Machiavelli aspirava a vedere sul trono di Firenze e dell'Italia intera un principe virtuoso, ricco di ideali, capace di abnegazione, ma risoluto nelle sue decisioni e spregiudicato nei mezzi da usare. Qualora ciò si fosse realizzato, per quanto tempo sarebbe durato? Cioè per quanto tempo resta "virtuoso" un uomo che dispone di poteri assoluti? Può una repubblica presidenziale, di per sé, risolvere la crisi di una repubblica parlamentare? E' forse "vera repubblica" quella che ha bisogno di un duce per sopravvivere?

Certo, il Machiavelli era più favorevole alla repubblica che alla monarchia: il principe - a suo giudizio - non era che un male necessario e transitorio. Ma sarebbe forse stato facile, dopo l'esperienza monarchica, cioè dopo che tutti i poteri fossero stati concentrati nelle mani di un'unica persona, tornare al regime repubblicano o creare una transizione verso questa forma di governo? Cosa avrebbe potuto impedire al principe di considerare come atti sovversivi tutti quei tentativi in favore della democrazia?

Oggi purtroppo dobbiamo costatare che non solo un principe individuale diventa necessariamente, col tempo, un tiranno, ma lo diventa anche quello "collettivo", se il suo potere non si misura continuamente con le esigenze sociali delle masse popolari.

Questo perché non esiste un modello ideale di governo: neppure quella democrazia che concedesse i poteri più ampi al popolo o alla sua grande maggioranza, potrebbe di per sé garantire la giustizia o la verità delle cose. Anche il popolo può sbagliare, anche la maggioranza può mentire.

Da questo punto di vista non fa paura una repubblica presidenziale se, nel mentre la si realizza, vengono concessi vasti e reali poteri alla collettività organizzata (a livello locale e regionale).

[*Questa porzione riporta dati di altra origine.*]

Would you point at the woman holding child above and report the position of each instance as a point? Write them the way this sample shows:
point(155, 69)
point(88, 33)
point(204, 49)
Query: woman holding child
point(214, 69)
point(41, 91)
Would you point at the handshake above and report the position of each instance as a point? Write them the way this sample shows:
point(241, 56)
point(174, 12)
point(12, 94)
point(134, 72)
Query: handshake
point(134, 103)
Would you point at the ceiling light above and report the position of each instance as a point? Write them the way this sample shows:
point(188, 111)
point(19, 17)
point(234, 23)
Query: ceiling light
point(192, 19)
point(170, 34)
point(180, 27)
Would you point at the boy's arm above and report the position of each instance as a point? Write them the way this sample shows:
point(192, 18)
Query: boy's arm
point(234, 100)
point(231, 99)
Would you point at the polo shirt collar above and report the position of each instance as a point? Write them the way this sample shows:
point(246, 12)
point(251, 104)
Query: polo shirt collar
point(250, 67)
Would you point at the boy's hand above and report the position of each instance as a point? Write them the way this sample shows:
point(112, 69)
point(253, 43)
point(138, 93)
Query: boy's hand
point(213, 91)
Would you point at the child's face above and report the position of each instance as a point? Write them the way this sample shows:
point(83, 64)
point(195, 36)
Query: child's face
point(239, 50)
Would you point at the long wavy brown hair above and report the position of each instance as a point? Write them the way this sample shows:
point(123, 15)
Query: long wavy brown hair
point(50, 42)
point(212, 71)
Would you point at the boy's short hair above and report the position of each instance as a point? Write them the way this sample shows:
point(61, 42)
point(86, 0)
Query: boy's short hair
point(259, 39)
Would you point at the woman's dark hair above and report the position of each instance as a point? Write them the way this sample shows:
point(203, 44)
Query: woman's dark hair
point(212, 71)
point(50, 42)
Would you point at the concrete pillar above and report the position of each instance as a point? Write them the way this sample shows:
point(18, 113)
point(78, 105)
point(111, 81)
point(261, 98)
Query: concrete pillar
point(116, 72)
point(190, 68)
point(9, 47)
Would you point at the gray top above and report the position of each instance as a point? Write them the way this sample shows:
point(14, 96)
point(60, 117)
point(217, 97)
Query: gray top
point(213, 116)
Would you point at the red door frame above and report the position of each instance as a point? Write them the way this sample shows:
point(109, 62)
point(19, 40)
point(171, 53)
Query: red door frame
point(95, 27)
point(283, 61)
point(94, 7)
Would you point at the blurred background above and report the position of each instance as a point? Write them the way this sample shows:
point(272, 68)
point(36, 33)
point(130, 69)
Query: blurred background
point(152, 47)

Verità e giustizia non sono patrimonio esclusivo di questi o quei governi, di queste o quelle istituzioni: esse piuttosto risiedono nella capacità che gli uomini hanno di affrontare i loro problemi, le loro contraddizioni. Naturalmente tale capacità è tanto maggiore quanto più gli uomini agiscono in modo collettivo, valorizzando le risorse di tutti.

Verità e giustizia sono concetti la cui realizzazione e autenticità vanno messe alla prova ogni giorno, in quanto non sopportano d'essere canonizzate.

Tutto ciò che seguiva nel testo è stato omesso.